The Sands' demise brought a touch of melancholy to Rickles, one of the Rat Pack's favorite comedians.
"I miss most the camaraderie, the friends, the great times, the schmoozing," Rickles said. "Now that's pretty much over."
In the 1950s and '60s, the Sands was among the small number of hotel-casinos dominating the Las Vegas Strip. It opened as a 200-room hotel in 1952, adding a 500-room tower in 1965.
But with the emergence of 3,000- to 5,000-room megahotels beginning in 1989, the Sands found itself competing against resorts shaped like a space needle topped by the world's highest roller coaster, an Egyptian pyramid and a medieval castle, as well as laser extravaganzas, magic acts and swashbuckling pirate shows.
"I'm sorry we have to tear down the Sands, but it's no longer competitive," Adelson said Tuesday. "The closing will be bittersweet."
From its opening Dec. 15, 1952, the giant Sands marquee has featured a who's who in entertainment, including Milton Berle, Lena Horne, Red Buttons, Tallulah Bankhead, Danny Thomas, Nat King Cole, Louis Armstrong, Rosemary Clooney, Johnny Ray, Johnny Mathis, Jerry Lewis, Paul Anka, Red Skelton, Kaye Starr, Wayne Newton, Alan King and Lola Falana.
But it was the Rat Pack - Sinatra, Sammy Davis Jr., Martin, Peter Lawford and Bishop - that generated entertainment electricity when it appeared at the Sands.

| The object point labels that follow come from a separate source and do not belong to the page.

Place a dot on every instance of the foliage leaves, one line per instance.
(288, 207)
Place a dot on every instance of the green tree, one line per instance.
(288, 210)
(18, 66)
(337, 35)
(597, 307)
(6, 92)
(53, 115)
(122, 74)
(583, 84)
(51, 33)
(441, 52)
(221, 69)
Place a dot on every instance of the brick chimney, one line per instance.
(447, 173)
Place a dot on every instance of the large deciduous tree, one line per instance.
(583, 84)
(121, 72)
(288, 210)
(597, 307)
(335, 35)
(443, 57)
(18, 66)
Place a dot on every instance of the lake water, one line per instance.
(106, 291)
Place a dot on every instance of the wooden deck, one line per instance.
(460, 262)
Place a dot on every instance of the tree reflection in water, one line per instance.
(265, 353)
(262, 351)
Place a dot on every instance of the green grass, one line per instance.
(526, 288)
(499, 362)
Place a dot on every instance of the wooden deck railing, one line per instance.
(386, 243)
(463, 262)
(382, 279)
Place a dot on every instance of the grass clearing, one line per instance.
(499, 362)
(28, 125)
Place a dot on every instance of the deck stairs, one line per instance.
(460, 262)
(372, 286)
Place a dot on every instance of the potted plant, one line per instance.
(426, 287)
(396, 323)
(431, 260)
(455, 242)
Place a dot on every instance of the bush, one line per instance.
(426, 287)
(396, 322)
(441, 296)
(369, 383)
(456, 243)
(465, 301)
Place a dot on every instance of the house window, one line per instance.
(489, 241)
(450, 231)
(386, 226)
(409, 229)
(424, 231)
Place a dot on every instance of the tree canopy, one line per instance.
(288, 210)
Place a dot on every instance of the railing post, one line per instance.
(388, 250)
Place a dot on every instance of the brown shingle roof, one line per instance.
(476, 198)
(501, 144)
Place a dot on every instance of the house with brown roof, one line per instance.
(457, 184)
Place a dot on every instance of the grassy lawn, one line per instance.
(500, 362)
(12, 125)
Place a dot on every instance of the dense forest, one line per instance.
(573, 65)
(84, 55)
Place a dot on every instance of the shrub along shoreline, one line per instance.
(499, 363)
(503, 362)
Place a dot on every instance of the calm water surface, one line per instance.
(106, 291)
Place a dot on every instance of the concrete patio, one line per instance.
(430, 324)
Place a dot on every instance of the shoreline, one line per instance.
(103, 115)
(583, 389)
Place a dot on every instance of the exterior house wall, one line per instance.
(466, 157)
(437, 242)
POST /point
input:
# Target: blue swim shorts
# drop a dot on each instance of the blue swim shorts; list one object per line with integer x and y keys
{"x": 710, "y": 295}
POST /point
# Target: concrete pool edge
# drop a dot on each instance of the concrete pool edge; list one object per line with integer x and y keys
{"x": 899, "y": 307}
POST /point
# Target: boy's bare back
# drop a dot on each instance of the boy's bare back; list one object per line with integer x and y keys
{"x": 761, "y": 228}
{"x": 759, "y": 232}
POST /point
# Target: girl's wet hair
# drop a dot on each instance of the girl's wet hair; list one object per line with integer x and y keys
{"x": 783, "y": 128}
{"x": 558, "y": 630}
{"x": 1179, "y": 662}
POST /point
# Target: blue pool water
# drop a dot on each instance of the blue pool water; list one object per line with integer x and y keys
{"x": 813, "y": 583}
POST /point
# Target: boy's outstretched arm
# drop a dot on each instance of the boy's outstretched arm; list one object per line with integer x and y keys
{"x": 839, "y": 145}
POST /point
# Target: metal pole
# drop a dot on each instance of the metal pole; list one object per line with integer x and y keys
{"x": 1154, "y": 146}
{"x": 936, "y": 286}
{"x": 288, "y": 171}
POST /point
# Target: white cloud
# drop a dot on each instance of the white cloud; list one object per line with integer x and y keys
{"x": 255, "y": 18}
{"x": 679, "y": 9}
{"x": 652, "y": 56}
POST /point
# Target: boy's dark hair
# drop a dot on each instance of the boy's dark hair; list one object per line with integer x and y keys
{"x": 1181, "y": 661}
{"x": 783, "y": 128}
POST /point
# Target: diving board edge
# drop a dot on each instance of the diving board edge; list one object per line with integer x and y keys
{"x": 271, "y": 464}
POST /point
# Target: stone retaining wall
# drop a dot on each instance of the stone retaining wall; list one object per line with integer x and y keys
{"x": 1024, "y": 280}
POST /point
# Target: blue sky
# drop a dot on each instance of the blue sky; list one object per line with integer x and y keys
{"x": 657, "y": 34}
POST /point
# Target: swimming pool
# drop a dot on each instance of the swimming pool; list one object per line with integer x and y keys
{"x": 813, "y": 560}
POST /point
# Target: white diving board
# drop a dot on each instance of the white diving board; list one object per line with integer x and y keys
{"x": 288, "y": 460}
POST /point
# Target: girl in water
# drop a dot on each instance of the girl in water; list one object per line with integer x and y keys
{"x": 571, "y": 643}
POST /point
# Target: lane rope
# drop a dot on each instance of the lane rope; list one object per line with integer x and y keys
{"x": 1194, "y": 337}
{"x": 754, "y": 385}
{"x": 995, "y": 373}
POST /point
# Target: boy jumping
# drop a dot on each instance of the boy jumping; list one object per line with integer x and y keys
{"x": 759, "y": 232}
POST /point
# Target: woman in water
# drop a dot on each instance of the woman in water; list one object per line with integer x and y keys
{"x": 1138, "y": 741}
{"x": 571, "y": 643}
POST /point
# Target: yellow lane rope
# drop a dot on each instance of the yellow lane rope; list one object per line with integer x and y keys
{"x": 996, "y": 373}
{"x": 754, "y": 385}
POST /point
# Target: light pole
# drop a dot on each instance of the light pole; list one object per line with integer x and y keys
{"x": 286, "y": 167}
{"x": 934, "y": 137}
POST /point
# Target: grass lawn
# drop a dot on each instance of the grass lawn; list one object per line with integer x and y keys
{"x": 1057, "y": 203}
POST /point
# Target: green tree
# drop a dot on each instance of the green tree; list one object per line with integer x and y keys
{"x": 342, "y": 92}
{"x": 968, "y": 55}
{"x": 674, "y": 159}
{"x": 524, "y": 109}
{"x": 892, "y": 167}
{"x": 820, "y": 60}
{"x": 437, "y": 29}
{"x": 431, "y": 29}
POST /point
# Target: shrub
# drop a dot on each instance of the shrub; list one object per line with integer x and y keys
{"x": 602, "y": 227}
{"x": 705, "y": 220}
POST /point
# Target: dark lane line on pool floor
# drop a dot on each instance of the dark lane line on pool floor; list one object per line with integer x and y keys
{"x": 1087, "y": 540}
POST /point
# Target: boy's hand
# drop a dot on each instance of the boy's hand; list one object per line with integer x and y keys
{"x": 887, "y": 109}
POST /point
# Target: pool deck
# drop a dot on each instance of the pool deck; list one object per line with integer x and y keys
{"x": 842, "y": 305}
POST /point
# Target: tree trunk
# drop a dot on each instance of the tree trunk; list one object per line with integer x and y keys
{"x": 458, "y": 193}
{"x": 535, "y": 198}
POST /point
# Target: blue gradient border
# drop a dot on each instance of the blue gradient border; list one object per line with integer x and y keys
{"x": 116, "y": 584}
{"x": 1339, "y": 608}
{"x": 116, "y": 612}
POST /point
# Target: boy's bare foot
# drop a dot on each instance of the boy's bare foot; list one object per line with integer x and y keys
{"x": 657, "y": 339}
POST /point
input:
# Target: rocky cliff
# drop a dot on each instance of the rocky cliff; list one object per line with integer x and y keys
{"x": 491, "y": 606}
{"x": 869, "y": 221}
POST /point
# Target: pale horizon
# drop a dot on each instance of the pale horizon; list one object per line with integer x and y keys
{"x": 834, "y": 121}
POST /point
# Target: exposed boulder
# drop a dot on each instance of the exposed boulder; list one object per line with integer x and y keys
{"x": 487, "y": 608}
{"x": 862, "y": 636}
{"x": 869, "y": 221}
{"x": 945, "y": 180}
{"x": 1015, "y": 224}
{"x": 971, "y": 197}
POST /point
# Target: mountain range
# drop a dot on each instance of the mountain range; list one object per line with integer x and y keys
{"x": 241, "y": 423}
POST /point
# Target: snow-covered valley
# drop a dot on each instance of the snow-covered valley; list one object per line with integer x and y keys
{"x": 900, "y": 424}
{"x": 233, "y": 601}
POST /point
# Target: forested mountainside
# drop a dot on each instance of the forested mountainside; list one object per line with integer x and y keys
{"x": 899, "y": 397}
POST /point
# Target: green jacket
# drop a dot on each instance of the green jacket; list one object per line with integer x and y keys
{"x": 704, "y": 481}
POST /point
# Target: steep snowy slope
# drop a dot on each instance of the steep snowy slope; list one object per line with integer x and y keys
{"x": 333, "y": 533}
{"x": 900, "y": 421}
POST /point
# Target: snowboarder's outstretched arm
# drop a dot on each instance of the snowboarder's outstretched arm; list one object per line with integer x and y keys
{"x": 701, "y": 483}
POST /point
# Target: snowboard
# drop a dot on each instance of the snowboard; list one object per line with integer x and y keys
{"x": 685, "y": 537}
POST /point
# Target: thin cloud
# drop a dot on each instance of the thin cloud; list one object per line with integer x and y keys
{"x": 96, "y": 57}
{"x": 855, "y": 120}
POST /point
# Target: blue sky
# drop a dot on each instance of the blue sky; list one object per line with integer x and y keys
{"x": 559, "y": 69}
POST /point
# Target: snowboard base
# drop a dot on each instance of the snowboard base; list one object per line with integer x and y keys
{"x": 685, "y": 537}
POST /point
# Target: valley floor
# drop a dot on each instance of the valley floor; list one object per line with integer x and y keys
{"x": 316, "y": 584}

"When they were here, the whole world came to see them," said Jeanie Gardner, a cocktail waitress and former Copa Girl at the Sands. "People literally flew in from all over the world just to see them. The Sands was the shining symbol of the world's greatest entertainment."
Rickles was an up-and-coming lounge act in the late 1950s. One time Sinatra had two police officers walk on stage while Rickles was performing at the Sahara, carry him off, and lock him in a room at the Sands.